Khalid Al Ameri reveals why massive audiences often fail to "show up" when it matters most
Dubai: Would you rather have a million followers or only a million followers?
That was the question Emirati content creator Khalid Al Ameri posed to a packed hall during the opening session of the 1 Billion Followers Summit 2026. The audience was split almost evenly. Al Ameri, who commands millions of followers across platforms, was unequivocal in his answer.
A smaller, deeply engaged audience, he argued, is far more valuable than a massive following that exists only on screens.
“Sometimes there are creators with millions of followers,” Al Ameri told the crowd, “but when they host a meet-and-greet or try to sell a product or a book, no one really shows up.
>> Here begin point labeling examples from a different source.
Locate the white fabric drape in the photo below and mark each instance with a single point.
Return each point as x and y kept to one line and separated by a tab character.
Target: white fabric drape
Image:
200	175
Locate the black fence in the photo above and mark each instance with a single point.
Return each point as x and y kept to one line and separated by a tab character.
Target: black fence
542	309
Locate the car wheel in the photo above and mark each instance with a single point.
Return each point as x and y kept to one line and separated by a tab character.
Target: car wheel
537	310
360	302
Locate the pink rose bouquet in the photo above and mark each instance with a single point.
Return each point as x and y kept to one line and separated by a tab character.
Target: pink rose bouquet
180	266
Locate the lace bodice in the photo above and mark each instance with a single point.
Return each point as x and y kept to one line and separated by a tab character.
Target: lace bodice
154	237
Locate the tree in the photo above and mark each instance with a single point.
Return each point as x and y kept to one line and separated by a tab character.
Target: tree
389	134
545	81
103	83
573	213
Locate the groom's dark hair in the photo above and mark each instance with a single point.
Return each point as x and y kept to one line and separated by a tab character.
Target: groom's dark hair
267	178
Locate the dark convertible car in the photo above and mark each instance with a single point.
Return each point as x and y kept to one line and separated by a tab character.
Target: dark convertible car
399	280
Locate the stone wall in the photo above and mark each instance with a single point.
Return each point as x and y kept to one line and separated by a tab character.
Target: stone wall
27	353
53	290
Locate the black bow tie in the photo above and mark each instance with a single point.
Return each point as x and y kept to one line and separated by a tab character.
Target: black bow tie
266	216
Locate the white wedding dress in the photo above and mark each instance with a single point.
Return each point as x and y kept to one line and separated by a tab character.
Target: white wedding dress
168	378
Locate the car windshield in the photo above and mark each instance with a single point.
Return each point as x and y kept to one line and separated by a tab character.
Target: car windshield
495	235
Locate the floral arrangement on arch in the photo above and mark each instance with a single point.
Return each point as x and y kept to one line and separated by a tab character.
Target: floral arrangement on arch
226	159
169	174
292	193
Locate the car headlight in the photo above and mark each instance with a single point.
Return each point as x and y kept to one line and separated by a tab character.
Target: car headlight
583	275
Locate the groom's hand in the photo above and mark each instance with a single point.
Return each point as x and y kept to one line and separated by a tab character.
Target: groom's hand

And you have to ask - why?”
Al Ameri pointed to a common disconnect in the creator economy: inflated follower counts that don’t translate into real-world trust, action or support.
“If you have 1,000 strong, interactive followers who support you beyond social media with their time, their attention and their money — that’s more lucrative,” he said. “You don’t want to be the type of creator people just scroll past.”
That philosophy, he explained, lies at the heart of the 1 Billion Followers Summit, now in its fourth edition. Despite its name, the world’s largest gathering focused on the creator economy is not about going viral or amassing followers. Its central message this year was impact — content that has purpose, meaning and consequences beyond the algorithm.
Virality, Al Ameri reminded the audience, is easy and often empty.
“Anyone sitting in this crowd could go viral,” he said. “I could go viral right now. If I came up here in my pyjamas or my underwear and started dancing, and you all recorded it, I’m sure that would get a million views.”
There was laughter in the room, followed by a pause.
“But I’m also very sure I wouldn’t be invited back next year,” he added. “So what kind of virality do you want?”
He warned against content that spreads quickly but leaves behind no substance and, in some cases, a damaging digital footprint.
“You’re going viral, but no one wants to work with you. No one wants to associate with you,” he said. “So again, what is the type of virality that you want?”
Algorithms can be gamed. Trends can be copied. Formats can be replicated. Impact, Al Ameri said, cannot.
“If virality were a formula, the one thing that can’t be hacked is impact,” he told the audience. “The impact of the work that you do that cannot be hacked.”
To illustrate the point, he recalled a campaign he worked on with Noon. In the video, families expecting food deliveries were instead surprised with reunions with loved ones flown in from their home countries to the UAE. The project took months of planning and intense coordination.
It was not quick content. It was not easy content. But it endured.
“Viral content with a purpose outlasts viral content with no purpose,” Al Ameri said.
With platforms constantly changing their algorithms and trends turning over at breakneck speed, burnout has become a defining challenge for creators. Al Ameri said purpose is what sustains longevity.
He shared a personal story about a video he made highlighting an autism education centre in Abu Dhabi. The video did not perform as well as expected. It never went viral.
Later, Al Ameri recounted, his brother, who closely resembles him ,attended a dinner where a woman approached him. She said a video he had made had changed her perspective on raising her child with autism, reshaping how she supports her child’s future.
“That,” Al Ameri said, “is greater than any viral video.”
He paused before delivering the line that brought the session to a close.
“That is greater than 100 million views to know that even if it’s just one person, your video changed the trajectory of their life.”